Again, publically available doctrine does not clue one into the classified procedures that lie at the heart of this issue. The disparity in stance between the unclassified information here from Russia and the United States creates an offense-defense balance that is not in the U.S.’ favor. A means of more forcefully deterring Russian IO is in high demand.
Further documents, including the Joint Publication 3-13 “Information Operations,” are consistent in their mandate that IO should be conducted in accordance with military operations. While Vice President Biden stated in mid-October that the United States would hit back against Russia’s DNC intrusions and information warfare campaign, his phrasing implied the U.S. response would be covert. Without a timely and proportional response that is explicitly billed as retort to Russian IO infringements, no clear message is conveyed to Russia (or other actors interested in carrying out similar IO attacks) about U.S. resolve on the subject. The United States needs a clear standard of zero tolerance and immediate concrete response, not vague statements and remote threats.
Continually being on the defensive without any determent capability in these encounters (or similarly, appearing to be on the defensive by keeping all information operations classified) creates a dynamic that is unlikely to prevent further actions from an increasingly confident Russia. Individuals as high up as the Executive Director of U.S. Cyber Command have advocated for just the kind of more public approach advocated above. Additionally, given the nature of IO effective states the targeting of their civilians, classified responses do little to increase awareness of the foreign interference of these operations or reduce any damage that has already been done.
To alleviate these concerns, U.S. policy revisions should embody both deterrence and defensive aspects. As a blend of these two dynamics, current unclassified IO and cyber doctrine should be updated and publicized to authorize in-kind responses to any documented instances of foreign interference. Importantly, the United States should respond to the Russian DNC hacks and issue statements after-the-fact clearly establishing a precedent of firm U.S. response to information-based transgressions. Additionally, the U.S. government should establish frameworks for economic sanctions or other diplomatic penalties to be enacted as a guaranteed response, with or without additional in-kind measures. Policy of this kind would establish clear penalties while allowing the United States the flexibility to respond more aggressively if necessary.

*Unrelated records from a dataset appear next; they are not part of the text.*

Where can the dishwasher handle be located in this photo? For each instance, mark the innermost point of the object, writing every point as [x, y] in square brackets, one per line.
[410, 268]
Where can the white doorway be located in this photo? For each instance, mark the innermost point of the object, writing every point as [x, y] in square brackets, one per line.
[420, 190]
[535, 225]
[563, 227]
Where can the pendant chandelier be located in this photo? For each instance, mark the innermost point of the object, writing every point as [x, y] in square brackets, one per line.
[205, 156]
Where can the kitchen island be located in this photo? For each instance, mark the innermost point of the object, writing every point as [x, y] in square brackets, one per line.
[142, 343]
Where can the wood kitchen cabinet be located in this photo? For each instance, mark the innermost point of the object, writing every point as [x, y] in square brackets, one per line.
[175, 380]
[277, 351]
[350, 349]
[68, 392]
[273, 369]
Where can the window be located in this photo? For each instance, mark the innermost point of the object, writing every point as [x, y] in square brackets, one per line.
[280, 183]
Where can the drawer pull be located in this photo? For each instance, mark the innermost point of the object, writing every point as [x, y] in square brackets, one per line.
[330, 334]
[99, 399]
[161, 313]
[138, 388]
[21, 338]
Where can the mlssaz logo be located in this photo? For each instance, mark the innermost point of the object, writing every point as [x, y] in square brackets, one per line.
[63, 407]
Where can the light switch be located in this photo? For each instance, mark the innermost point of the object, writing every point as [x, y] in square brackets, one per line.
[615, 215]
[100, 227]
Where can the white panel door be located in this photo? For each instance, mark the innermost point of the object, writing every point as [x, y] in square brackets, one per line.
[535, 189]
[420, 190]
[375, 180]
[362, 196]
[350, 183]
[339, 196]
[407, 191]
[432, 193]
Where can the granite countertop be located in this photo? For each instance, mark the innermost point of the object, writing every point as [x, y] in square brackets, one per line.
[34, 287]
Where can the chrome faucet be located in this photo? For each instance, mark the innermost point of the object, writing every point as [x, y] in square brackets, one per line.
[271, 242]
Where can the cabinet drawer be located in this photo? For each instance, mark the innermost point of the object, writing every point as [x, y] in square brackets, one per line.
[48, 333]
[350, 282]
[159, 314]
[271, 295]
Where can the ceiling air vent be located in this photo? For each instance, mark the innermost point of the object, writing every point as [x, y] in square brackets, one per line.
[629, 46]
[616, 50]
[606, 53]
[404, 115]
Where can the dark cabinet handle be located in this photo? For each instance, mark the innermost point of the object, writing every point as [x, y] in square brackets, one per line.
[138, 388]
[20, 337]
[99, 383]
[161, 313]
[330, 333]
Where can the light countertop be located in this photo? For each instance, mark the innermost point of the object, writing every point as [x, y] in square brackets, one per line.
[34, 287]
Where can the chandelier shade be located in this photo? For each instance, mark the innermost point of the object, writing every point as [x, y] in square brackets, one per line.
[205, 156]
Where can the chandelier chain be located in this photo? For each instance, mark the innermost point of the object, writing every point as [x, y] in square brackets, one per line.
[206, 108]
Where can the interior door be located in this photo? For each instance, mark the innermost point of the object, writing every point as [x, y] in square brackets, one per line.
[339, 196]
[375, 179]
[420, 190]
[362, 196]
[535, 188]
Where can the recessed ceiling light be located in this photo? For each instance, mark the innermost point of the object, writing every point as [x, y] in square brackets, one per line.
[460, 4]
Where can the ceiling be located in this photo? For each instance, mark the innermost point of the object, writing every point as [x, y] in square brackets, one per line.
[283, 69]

Overall, if the United States wishes to have the same kind of command in the cyber-information realm that it does with its conventional military forces, there needs to be clarifications and additions to current policy.
As the United States enters into operations under a Trump administration, clear standards for U.S. response to IO infringements from Russia are even more pressing. With the president-elect’s more lenient attitude towards Russian foreign policy objectives, all signs point to an emboldening of Russian ambition. With Trump’s stated goals of reducing the U.S.’ role in NATO and military commitments worldwide, Russia likely sees an opportunity to increasingly project power through IO, both at the expense of the United States and our global partners. The United States must enact clear and direct policy options, either in the remaining time of the Obama administration or through a tempering of president-elect Trump’s attitudes, to counter this concerning trend.